The FBI says the person accountable for the ramming assault in New Orleans that killed no less than 14 individuals, labored alone and executed his plan after being impressed by the terrorist group ISIS.
Shamsud-Din Jabbar, a 42-year-old Military veteran from Houston, was killed in an alternate of gunfire with police following the attack. As he drove from Houston to New Orleans, the FBI says he revealed movies on-line proclaiming his assist for ISIS.
In them, he mentioned he joined ISIS earlier than the summer time of 2024, in response to FBI Deputy Assistant Director Christopher Raia.
This newest assault underscores the continued resonance of ISIS ideology “to individuals inclined or amenable to radicalization and recruitment,” much more than a decade after the group was at its peak, mentioned Bruce Hoffman, senior fellow for counterterrorism and homeland safety on the Council on Overseas Relations.
“Defeating the terrorist group and seizing territory from them and even killing tens of hundreds of its fighters, we’re studying tragically now, remains to be very completely different from successfully countering an ideology and its continued attraction to people,” Hoffman added.
A quick historical past of ISIS
ISIS, a Salafi-jihadist group, rose to world prominence in 2014 when its fighters took over huge swaths of territory in Iraq and Syria. The group used its rising world place to name upon followers from world wide emigrate to Syria or Iraq to determine a caliphate, Hoffman mentioned. Upwards of 40,000 international fighters from no less than 120 nations answered that decision and got here to the caliphate, he mentioned.
“However on the identical time, ISIS very explicitly mentioned, even if you cannot come to the Levant to combat alongside us, you should use no matter is inside your attain in your house nations to hold out assaults in assist of our general goals,” Hoffman mentioned. “And this virtually instantly precipitated a sequence of impressed ISIS assaults.”

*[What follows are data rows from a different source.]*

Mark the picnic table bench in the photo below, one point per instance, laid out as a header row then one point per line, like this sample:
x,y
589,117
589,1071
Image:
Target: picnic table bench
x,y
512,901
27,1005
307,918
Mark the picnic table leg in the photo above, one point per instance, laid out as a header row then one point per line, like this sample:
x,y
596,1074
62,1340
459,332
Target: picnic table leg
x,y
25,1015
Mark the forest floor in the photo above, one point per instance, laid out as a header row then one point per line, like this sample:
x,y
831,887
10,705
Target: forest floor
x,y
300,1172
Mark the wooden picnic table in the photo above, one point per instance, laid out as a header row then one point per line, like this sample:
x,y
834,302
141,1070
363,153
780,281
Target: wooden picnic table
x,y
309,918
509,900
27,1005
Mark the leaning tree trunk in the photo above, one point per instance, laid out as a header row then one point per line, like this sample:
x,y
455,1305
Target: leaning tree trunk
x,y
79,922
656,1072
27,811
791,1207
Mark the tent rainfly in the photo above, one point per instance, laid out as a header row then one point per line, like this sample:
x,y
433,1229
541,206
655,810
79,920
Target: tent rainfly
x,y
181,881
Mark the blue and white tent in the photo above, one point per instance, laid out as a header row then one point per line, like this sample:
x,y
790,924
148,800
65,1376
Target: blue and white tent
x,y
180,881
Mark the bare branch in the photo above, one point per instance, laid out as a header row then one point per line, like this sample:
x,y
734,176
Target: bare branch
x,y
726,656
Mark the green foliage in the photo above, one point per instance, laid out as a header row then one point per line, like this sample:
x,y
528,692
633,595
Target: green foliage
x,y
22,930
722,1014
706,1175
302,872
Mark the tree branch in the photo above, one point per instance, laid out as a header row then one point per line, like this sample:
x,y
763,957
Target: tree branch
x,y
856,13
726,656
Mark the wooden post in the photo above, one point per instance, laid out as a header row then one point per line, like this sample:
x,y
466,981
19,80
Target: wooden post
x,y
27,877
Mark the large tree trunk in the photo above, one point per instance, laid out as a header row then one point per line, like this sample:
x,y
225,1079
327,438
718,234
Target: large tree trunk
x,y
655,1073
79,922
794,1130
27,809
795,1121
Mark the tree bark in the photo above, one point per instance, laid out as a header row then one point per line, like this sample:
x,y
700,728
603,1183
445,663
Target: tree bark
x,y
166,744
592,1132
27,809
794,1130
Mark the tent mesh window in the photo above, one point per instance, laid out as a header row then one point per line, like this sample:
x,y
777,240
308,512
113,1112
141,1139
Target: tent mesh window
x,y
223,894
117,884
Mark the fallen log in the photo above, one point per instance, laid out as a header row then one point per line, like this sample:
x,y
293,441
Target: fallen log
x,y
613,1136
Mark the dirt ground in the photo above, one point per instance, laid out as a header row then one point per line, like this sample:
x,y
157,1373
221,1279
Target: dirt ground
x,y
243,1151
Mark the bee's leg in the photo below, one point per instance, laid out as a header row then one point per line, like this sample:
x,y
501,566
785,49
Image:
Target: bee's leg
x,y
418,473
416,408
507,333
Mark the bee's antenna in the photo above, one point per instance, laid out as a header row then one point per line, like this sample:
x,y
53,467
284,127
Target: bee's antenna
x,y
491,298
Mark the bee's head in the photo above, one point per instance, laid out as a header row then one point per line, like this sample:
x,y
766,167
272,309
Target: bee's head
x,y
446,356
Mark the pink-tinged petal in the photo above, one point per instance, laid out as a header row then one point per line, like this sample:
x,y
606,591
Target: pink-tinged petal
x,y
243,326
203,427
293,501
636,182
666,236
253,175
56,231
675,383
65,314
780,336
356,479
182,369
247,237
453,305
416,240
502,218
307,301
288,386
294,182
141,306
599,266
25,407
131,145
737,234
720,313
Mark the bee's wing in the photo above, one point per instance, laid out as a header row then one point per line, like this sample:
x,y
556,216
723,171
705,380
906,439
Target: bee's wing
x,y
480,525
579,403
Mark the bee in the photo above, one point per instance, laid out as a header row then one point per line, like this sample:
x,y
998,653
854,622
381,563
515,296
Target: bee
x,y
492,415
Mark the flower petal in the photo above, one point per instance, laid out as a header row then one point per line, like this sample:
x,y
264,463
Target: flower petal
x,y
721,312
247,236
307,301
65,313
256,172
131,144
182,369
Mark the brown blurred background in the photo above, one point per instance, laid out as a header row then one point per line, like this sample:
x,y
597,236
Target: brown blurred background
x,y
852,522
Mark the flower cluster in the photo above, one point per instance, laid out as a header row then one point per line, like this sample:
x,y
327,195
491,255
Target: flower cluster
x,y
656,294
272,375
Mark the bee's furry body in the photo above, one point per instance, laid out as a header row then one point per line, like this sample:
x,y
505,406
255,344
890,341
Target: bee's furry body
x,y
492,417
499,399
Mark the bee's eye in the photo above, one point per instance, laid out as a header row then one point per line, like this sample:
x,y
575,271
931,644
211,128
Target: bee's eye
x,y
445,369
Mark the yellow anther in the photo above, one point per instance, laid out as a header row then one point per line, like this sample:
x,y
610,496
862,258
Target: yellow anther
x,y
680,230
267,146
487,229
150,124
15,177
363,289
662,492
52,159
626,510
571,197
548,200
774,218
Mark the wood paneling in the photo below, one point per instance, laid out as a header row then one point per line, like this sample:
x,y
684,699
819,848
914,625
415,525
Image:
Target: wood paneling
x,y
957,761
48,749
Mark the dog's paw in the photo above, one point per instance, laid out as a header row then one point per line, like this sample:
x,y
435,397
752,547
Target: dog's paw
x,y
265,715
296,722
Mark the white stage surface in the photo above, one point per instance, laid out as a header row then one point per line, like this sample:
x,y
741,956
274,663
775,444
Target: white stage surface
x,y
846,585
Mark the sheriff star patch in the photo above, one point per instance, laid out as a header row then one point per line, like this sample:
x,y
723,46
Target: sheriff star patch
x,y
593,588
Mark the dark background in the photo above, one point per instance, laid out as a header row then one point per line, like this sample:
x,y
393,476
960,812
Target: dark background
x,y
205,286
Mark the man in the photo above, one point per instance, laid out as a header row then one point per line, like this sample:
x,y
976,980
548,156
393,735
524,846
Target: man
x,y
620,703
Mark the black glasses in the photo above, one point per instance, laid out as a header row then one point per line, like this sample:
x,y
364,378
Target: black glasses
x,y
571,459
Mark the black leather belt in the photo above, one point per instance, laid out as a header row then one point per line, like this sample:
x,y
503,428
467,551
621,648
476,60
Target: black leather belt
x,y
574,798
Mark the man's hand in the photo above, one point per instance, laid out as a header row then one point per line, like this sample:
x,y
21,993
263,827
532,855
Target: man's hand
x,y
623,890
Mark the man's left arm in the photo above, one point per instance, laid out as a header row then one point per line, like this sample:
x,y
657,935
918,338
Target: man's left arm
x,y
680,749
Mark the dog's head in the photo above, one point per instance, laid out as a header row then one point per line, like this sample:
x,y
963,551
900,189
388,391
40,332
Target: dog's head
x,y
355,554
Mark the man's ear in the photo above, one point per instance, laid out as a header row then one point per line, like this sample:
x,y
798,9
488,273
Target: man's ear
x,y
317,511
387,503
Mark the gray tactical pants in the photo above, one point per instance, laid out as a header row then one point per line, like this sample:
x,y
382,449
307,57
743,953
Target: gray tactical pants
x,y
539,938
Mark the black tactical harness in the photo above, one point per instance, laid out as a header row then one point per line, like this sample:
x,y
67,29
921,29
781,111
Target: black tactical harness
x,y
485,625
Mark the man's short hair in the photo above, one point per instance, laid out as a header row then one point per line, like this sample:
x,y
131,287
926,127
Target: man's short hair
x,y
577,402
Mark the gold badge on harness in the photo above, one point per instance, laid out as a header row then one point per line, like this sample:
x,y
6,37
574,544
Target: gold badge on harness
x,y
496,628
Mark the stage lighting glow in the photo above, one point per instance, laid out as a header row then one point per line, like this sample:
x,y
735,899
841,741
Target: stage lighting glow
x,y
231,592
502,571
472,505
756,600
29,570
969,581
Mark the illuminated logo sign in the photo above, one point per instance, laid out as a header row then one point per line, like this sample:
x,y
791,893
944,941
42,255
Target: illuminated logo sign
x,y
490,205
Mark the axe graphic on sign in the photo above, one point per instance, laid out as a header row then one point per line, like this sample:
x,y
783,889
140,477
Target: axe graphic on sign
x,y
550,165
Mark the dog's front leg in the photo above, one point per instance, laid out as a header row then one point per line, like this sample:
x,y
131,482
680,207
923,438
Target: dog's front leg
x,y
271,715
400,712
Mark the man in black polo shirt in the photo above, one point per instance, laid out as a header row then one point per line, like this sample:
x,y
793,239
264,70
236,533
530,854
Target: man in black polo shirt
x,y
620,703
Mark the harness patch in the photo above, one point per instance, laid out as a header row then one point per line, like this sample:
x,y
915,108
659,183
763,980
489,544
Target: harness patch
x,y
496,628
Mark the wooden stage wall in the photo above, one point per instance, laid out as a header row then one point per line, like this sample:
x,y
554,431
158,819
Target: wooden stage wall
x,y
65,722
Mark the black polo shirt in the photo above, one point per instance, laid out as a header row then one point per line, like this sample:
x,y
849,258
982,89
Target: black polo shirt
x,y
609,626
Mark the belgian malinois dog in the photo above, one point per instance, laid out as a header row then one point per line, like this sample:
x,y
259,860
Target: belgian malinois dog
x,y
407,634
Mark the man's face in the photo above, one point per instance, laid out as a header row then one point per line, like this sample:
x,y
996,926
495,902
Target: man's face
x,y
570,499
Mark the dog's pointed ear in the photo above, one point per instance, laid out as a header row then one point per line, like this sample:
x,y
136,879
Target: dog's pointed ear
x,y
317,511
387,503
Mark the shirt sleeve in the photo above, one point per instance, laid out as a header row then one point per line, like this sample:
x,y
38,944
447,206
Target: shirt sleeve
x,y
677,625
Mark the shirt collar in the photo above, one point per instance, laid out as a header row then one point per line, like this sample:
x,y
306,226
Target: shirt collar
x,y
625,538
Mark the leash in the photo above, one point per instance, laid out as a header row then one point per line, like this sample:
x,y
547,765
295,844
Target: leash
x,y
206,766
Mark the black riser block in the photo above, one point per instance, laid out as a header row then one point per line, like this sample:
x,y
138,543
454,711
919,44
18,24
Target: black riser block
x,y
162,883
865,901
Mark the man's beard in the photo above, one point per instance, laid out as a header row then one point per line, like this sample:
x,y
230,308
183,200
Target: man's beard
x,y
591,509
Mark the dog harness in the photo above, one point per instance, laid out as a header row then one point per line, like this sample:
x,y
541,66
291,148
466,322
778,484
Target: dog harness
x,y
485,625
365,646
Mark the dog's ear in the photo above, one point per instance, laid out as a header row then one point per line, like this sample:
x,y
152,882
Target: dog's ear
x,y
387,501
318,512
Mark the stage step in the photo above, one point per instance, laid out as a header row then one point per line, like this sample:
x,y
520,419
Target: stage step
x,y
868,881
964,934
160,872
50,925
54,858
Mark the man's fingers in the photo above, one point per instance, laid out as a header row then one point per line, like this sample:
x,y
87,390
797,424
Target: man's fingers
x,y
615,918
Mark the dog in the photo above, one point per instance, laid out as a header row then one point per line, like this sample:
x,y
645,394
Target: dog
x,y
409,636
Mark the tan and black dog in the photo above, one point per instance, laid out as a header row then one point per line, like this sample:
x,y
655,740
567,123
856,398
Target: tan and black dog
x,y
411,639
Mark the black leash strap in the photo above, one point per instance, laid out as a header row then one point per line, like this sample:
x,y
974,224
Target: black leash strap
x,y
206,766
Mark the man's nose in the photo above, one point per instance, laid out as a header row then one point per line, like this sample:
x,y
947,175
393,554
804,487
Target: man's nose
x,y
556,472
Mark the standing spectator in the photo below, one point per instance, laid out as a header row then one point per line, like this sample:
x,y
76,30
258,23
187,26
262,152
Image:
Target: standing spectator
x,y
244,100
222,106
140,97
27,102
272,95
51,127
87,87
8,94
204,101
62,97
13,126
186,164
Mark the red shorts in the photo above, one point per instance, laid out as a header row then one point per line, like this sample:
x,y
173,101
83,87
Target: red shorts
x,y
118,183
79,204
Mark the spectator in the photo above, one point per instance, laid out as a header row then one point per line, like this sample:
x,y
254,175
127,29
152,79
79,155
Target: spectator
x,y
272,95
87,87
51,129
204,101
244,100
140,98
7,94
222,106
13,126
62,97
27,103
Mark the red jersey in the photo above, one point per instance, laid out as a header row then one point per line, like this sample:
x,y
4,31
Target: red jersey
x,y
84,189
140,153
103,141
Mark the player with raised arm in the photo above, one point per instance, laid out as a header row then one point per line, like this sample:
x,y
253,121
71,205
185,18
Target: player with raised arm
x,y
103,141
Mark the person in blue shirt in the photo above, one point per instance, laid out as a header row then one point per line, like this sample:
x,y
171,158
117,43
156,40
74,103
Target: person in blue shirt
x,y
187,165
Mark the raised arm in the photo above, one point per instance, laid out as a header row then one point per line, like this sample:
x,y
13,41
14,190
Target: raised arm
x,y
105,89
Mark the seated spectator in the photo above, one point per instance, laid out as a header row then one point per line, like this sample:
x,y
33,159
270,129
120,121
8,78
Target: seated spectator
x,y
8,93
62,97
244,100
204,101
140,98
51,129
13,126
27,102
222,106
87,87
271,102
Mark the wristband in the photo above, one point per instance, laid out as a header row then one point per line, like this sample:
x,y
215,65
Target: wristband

By 2019, ISIS was weakened following a worldwide coordinated effort to defeat the terrorist group and it subsequently misplaced most of its bodily territory in Iraq and Syria.
Devorah Margolin, a senior fellow with the Washington Institute for Close to East Coverage, mentioned the group’s lack of bodily territory has not fully diminished its energy. “It continues to hold out assaults. It continues to function its associates. It continues to recruit. It continues to publish propaganda,” Margolin mentioned. “The group remains to be in existence, simply not essentially how we considered it when it was controlling bodily territory in Syria and Iraq.”
The attract
ISIS embraced “new” types of media when it started to emerge, Margolin mentioned. Fb, Twitter, Telegram, YouTube all supplied new avenues to unfold its message to males, ladies and kids world wide.
“When Islamic State first got here onto the scene, they have been form of seen as the brand new youngsters on the block of jihadist teams,” Margolin mentioned. They used brief, flashy movies (at occasions depicting graphic violence), and do-it-yourself magazines revealed in a number of languages — all of which contributed to their capacity to unfold their agenda to a really large viewers, she mentioned.
ISIS has now been largely pushed out of most mainstream social media websites and onto the darkish internet and encrypted platforms, however there are nonetheless methods to entry the fabric, mentioned Daniel Byman, the director of the Warfare, Irregular Threats, and Terrorism Program on the Heart for Strategic and Worldwide Research, and different specialists.
It is nonetheless unclear what Jabbar’s motivation was for becoming a member of ISIS. He was a U.S. citizen and Military veteran who served as a human assets and IT specialist from March 2007 till January 2015, serving an 11-month stint in Afghanistan beginning in February 2009. He later served within the Military Reserves as an IT specialist till July 2020. On the finish of his service, he was a employees sergeant.
Anybody might be drawn into extremism, Margolin mentioned.
“There is not any one profile of an American who joins the Islamic State,” she mentioned. “It is actually vital to keep in mind that it is a homegrown menace. It is a menace that has emerged from grievances that individuals really feel right here in america.” These grievances may embrace a traumatic occasion, a divorce, monetary troubles, or political motivations.
What does the long run maintain?
Margolin estimates that about 5,000 to 10,000 insurgents are nonetheless affiliated with ISIS — a far cry from its peak of tens of hundreds. Even with these diminished numbers, the group has its eyes set on rebuilding. The current power vacuum in Syria affords a main alternative for ISIS to attempt to regain its previous territory, she famous.
Up to now 12 months, U.S. government officials, together with FBI Director Christopher Wray, have warned concerning the potential resurgence of ISIS. They are saying it is an actual menace that might manifest in main, orchestrated assaults on the U.S. and different nations. However the world ought to count on to proceed to see these people impressed by ISIS launching assaults across the globe, Margolin and Hoffman mentioned.
“That is why I feel we have now to [be] on our guard going ahead and be involved about replication of the occasions in New Orleans,” Hoffman mentioned.